After the Thrill is Gone: Fashion, Politics and Culture in Contemporary South African Art

After the Thrill is Gone: Fashion, Politics and Culture in Contemporary South African Art
05 October 2016
After the Thrill is Gone: Fashion, Politics and Culture in Contemporary South African Art features fourteen artists who read the political climate of post-apartheid South Africa through fashion’s embrace of the “new.”
Signaling an end to race-based legislation and the often violent, discriminatory practices of apartheid and its colonial antecedents, Nelson Mandela’s victory in the 1994 elections marked the transition toward a new South Africa.
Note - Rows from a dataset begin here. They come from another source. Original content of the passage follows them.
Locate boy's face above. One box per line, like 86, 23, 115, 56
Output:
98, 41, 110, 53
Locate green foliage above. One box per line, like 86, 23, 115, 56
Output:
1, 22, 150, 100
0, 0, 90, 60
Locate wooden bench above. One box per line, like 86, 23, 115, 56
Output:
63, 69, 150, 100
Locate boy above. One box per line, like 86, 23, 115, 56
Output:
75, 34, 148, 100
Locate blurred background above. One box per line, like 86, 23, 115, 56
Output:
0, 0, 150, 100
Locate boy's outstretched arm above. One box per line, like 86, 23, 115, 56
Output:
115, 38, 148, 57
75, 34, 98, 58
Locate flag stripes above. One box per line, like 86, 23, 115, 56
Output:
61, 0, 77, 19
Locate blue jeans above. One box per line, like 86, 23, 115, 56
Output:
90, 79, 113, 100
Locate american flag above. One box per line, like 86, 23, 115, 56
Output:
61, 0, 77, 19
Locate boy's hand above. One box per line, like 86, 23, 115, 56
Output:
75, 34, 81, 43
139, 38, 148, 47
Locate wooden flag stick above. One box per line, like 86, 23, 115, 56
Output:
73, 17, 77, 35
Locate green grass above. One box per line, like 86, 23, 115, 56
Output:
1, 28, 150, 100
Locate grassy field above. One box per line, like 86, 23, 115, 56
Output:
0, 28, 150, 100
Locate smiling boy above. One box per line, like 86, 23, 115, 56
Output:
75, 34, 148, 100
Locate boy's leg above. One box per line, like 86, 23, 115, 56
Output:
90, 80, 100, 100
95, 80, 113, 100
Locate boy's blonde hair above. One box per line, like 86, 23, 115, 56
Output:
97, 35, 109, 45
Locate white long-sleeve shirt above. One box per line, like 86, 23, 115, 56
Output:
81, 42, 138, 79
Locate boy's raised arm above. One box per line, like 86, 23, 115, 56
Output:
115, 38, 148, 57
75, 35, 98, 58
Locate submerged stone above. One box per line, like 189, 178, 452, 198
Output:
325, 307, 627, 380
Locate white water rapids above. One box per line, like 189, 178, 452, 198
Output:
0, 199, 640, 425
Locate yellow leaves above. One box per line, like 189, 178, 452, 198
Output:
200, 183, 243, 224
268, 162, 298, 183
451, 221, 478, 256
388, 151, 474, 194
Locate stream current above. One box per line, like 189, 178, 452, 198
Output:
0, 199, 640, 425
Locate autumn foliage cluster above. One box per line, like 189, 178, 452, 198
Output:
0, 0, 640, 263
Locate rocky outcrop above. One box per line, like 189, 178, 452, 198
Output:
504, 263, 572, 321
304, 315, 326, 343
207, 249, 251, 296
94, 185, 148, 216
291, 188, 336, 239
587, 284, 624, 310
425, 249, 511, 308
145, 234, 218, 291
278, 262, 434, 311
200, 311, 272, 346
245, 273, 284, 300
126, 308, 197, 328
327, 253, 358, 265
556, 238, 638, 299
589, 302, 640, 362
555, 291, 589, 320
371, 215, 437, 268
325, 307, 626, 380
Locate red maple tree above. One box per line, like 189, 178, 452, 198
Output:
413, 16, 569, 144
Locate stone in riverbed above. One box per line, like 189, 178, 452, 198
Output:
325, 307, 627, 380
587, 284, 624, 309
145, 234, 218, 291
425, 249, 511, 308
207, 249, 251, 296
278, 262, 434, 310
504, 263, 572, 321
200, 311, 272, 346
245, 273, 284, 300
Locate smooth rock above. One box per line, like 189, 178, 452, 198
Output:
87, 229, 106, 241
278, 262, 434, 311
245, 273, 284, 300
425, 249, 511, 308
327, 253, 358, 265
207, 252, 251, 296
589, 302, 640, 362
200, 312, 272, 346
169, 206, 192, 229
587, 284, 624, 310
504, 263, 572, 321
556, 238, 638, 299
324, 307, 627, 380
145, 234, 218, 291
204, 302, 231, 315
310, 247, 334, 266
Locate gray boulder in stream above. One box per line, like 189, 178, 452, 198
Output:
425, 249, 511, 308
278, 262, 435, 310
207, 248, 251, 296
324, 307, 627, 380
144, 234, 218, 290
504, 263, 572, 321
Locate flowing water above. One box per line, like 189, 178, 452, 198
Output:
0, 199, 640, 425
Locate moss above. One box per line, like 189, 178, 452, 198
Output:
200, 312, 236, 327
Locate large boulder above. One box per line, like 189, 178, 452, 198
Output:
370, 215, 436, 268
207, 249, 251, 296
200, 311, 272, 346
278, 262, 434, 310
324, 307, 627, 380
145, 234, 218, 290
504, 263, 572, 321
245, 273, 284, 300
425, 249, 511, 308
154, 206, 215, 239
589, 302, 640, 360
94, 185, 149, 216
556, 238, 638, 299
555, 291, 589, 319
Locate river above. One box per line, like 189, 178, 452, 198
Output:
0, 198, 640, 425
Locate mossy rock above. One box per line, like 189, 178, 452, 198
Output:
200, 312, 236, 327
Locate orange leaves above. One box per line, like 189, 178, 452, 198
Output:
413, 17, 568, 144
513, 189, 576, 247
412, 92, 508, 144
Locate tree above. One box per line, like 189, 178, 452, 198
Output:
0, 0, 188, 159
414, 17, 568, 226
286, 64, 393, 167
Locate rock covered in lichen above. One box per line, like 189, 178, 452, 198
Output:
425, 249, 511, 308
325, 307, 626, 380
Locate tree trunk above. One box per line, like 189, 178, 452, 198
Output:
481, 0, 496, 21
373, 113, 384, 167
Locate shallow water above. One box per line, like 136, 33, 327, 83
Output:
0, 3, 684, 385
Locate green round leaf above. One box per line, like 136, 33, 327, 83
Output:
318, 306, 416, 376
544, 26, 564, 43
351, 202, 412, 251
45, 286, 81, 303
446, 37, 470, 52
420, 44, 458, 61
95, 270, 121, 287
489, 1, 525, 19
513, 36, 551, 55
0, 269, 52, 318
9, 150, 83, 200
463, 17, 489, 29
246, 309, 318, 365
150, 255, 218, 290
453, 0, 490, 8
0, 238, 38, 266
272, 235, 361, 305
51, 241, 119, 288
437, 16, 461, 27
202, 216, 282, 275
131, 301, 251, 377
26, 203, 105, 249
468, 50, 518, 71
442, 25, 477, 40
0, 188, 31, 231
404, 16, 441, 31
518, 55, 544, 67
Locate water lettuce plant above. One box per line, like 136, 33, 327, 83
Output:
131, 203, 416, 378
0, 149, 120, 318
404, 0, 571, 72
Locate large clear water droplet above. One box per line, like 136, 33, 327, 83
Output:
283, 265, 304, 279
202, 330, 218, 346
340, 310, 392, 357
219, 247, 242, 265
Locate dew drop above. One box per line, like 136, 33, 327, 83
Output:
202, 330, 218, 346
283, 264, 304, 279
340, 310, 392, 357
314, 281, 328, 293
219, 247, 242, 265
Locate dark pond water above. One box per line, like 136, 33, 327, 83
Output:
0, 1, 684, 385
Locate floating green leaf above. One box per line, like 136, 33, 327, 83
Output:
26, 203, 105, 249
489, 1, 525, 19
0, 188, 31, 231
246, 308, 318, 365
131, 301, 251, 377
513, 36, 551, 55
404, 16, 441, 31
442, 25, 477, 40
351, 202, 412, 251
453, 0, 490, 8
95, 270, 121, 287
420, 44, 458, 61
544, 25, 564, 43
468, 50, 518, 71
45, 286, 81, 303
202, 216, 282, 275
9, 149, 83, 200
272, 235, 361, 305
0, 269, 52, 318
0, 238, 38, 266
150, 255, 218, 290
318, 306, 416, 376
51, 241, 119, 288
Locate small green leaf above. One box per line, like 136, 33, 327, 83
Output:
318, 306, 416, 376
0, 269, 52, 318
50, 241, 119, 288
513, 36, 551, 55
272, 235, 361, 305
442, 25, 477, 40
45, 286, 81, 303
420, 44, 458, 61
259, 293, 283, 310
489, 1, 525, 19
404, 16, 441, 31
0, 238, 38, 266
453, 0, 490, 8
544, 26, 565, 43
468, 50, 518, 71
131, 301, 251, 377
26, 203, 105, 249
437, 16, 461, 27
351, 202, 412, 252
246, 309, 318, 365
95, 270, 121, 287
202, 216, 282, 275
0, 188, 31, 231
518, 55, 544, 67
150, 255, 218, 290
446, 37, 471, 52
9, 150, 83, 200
Similar to the use of quotation and repetition in fashion—modes endlessly reiterated each season—South Africa’s continued legacies of dispossession and inequality render the present day country insubstantially different from its apartheid predecessor. These cycles of repetition expose the reality of South Africa’s social conditions. And yet, despite fashion’s appearance as unchanging, its capacity to anticipate the future endows it with a power to radically transform the present.
The artists in After the Thrill is Gone use fashion to shape narratives of representation, identity, memory, xenophobia, violence in the domestic sphere, and allegories of nationalism. Both individually and collectively, these artists locate fashion as a political language and reinterpret the historical terrain of South Africa after the thrill of apartheid’s end is gone.
Accompanied by a digital catalog authored by curator Dr. Andrew Hennlich, WMU assistant professor of art, “After the Thrill is Gone” is the first exhibition to address the intersection of politics, fashion and culture in post-Apartheid South Africa through distinctly theoretical lenses, including the work of Frankfurt School philosophers Theodor Adorno and Walter Benjamin.
Artists in the exhibition include Kudzanai Chiurai, Julia Rosa Clark, Hasan & Husain Essop, Pierre Fouché, Gabrielle Goliath, Haroon Gunn-Salie, Daniel Halter, Nicholas Hlobo, Gerald Machona, Mohau Modisakeng, Athi-Patra Ruga, and Mary Sibande.